REPUBLIKA.CO.ID, JAKARTA -- Tantangan perlindungan hutan dan lingkungan aekaligus penegakkan hukum terhadap pelaku kejahatan lingkungan dinilai semain berat. Pasalnya, modus kejahatan lingkungan telah semakin terorganisasi dan kompleks. Makanya, penegakkan hukumnya pun tidak bisa lagi dengan cara-cara konservatif.
"Tidak bisa lagi secara konservatif, dari beberapa kasus yang kita tangani, eksekusi hukuman tak menjangkau pelaku utamanya, hanya tukang potong kayu atau driver saja, makanya putusan hukumannya ringan," kata hakim pengadilan tinggi yang pernah menangani kasus kejahatan lingkungan Nani Indrawati dalam Lokakarya Penanganan Tindakan Kejahatan Kehutanan yang diselenggarakan oleh Kementerian Lingkungan Hidup dan Kehutanan (KLHK) pada Senin (15/6).
Dari beberapa kasus yang ditangani, ia melihat adanya semangat yang tinggi untuk melindungi lingkungan.

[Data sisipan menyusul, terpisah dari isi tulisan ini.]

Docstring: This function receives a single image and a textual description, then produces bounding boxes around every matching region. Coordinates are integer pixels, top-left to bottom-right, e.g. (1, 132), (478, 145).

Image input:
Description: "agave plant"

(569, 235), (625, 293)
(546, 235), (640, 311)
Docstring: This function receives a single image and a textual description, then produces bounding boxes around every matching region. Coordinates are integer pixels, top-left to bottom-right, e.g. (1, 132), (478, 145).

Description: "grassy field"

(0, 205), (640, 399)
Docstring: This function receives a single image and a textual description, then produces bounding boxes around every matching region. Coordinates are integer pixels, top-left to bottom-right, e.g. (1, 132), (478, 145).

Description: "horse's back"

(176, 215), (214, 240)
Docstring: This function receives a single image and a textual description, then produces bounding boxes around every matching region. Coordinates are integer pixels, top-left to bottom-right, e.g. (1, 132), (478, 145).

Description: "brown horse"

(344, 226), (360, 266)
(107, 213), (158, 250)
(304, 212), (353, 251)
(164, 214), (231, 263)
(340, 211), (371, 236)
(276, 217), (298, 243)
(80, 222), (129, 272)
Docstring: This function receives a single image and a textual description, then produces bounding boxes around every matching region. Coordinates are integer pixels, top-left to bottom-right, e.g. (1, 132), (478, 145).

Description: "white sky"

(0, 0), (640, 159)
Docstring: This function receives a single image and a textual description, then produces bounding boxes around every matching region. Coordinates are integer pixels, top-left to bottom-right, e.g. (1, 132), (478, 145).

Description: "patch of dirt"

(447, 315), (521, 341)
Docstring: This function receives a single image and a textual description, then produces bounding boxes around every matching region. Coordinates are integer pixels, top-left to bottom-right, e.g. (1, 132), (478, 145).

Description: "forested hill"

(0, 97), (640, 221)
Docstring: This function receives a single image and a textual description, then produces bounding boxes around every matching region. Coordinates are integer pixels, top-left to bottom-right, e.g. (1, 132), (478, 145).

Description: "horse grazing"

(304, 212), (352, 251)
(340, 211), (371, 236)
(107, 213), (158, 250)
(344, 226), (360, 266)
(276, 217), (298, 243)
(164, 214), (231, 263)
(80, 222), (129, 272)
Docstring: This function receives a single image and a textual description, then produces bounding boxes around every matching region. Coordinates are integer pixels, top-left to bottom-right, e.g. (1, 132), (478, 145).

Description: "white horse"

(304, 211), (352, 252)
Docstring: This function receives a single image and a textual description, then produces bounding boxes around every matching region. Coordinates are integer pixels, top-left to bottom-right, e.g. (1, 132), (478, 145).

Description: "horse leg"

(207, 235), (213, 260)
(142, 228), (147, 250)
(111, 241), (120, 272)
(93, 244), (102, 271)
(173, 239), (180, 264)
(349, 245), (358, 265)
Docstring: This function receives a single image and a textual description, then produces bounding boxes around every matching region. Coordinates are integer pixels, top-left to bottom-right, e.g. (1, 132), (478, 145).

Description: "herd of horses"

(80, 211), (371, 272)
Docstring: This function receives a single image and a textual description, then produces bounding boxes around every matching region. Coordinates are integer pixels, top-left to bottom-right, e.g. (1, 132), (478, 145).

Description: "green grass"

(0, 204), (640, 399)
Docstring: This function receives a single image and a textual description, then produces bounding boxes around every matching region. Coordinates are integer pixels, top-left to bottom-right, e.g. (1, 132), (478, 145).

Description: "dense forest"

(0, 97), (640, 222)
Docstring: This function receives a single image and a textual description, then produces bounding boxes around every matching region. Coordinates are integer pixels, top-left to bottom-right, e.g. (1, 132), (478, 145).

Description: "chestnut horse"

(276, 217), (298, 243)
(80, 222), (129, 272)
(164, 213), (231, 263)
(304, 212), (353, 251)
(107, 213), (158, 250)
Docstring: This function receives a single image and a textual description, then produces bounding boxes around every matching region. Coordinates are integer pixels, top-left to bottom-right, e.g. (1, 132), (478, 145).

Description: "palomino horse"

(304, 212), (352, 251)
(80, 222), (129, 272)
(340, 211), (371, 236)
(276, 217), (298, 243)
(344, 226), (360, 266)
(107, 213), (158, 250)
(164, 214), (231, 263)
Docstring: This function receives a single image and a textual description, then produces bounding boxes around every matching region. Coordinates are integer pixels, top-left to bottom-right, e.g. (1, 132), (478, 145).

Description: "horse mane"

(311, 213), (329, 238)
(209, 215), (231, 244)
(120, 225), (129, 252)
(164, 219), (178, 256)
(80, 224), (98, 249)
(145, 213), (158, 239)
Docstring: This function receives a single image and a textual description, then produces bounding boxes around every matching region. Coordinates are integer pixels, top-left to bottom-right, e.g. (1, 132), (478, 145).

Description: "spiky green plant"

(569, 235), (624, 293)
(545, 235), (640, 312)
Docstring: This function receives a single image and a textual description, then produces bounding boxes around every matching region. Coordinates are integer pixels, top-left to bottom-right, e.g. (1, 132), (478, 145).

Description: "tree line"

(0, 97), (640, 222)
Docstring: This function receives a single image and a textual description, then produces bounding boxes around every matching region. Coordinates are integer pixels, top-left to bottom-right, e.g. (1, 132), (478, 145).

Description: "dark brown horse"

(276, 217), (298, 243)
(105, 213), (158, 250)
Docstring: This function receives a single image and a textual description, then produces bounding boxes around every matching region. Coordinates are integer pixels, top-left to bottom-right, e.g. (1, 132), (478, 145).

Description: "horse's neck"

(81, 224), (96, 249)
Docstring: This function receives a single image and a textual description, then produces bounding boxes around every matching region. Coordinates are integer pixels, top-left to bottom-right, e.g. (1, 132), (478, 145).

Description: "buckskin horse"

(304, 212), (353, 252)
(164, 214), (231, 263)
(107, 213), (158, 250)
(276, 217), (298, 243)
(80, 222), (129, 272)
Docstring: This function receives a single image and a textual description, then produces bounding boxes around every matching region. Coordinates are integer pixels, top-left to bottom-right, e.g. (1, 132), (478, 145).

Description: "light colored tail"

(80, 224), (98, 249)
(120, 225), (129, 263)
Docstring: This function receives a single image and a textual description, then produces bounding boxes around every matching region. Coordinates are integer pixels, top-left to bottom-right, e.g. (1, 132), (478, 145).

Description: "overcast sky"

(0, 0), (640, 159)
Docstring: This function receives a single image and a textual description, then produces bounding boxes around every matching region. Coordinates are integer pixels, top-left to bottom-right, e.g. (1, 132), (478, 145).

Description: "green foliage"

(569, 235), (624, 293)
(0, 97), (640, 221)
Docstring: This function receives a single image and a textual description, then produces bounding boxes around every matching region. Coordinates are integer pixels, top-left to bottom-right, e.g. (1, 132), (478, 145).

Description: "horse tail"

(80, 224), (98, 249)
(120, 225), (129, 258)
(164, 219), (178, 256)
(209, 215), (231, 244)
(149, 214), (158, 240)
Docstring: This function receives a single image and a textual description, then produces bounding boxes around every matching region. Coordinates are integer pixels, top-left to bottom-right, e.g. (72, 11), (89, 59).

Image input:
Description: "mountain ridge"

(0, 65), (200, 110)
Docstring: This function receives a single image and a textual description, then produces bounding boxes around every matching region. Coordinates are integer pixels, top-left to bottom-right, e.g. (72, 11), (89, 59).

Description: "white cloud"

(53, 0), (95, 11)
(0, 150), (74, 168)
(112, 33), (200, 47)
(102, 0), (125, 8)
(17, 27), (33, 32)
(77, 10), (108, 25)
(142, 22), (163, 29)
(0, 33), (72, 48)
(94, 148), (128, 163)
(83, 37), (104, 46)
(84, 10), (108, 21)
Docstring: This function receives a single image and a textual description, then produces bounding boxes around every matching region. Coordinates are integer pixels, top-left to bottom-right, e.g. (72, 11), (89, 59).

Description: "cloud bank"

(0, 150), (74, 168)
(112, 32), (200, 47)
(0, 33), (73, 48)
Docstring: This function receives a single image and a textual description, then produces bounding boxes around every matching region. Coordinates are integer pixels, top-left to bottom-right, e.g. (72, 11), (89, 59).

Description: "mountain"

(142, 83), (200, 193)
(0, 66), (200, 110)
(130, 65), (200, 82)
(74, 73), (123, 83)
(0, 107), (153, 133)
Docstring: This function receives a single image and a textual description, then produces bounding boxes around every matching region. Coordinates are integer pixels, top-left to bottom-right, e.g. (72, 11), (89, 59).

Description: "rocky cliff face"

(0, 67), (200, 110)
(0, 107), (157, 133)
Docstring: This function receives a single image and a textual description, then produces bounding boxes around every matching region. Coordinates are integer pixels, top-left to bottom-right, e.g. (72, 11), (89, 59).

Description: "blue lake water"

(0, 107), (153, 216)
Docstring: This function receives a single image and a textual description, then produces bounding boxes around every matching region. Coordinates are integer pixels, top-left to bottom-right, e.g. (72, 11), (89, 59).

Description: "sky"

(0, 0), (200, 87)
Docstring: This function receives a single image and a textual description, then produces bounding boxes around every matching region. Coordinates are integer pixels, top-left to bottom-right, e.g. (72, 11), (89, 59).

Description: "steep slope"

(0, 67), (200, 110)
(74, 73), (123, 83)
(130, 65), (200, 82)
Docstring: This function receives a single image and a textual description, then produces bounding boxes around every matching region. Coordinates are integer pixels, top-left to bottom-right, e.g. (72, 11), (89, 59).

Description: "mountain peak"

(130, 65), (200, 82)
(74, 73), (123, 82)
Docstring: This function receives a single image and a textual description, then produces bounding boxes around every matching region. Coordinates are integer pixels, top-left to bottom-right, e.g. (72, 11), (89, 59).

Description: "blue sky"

Namun, banyak hal yang tak dipatuhi misalnya dalam pengumpulan bukti-bukti sehingga menjadi tidak kuat eksekusinya.
Ini akibat penyelesaian kasus kejahatan lingkungan yang disamakan dengan kasus biasa yang konservatif. Dampaknya, hakim pun memutus terlalu rendah karena hanya mendakwa pada pelaksana lapangannya saja.
Menyoal kejahatan lingkungan yang makin terorganisasi, Direktur Jenderal (Dirjen) Penegakan Hukum Lingkungan Hidup dan Kehutanan KLHK Rasio Ridho Sani mengamininya. "Bahkan, praktik kejahatan melibatkan jaringan organisasi lintas negara," katanya.
Ia pun lantas mengajak seluruh aparat pemerintah, hukum dan masyarakat agar merapatkan barisan dengan aparat hukum lainnya. Kejahatan kehutanan, kata dia, tidak berdiri sendiri tapi berkaitan dengan masalah perizinan, penggelapan pajak dan yang lainnya, di mana makin ditelusuri, akan semakin kompleks. Solusi dimulai dari menyamakan persepsi soal kejahatan lingkungan, ia berharap lokakarya berujung pada perancangan penegakkan hukum multidoors.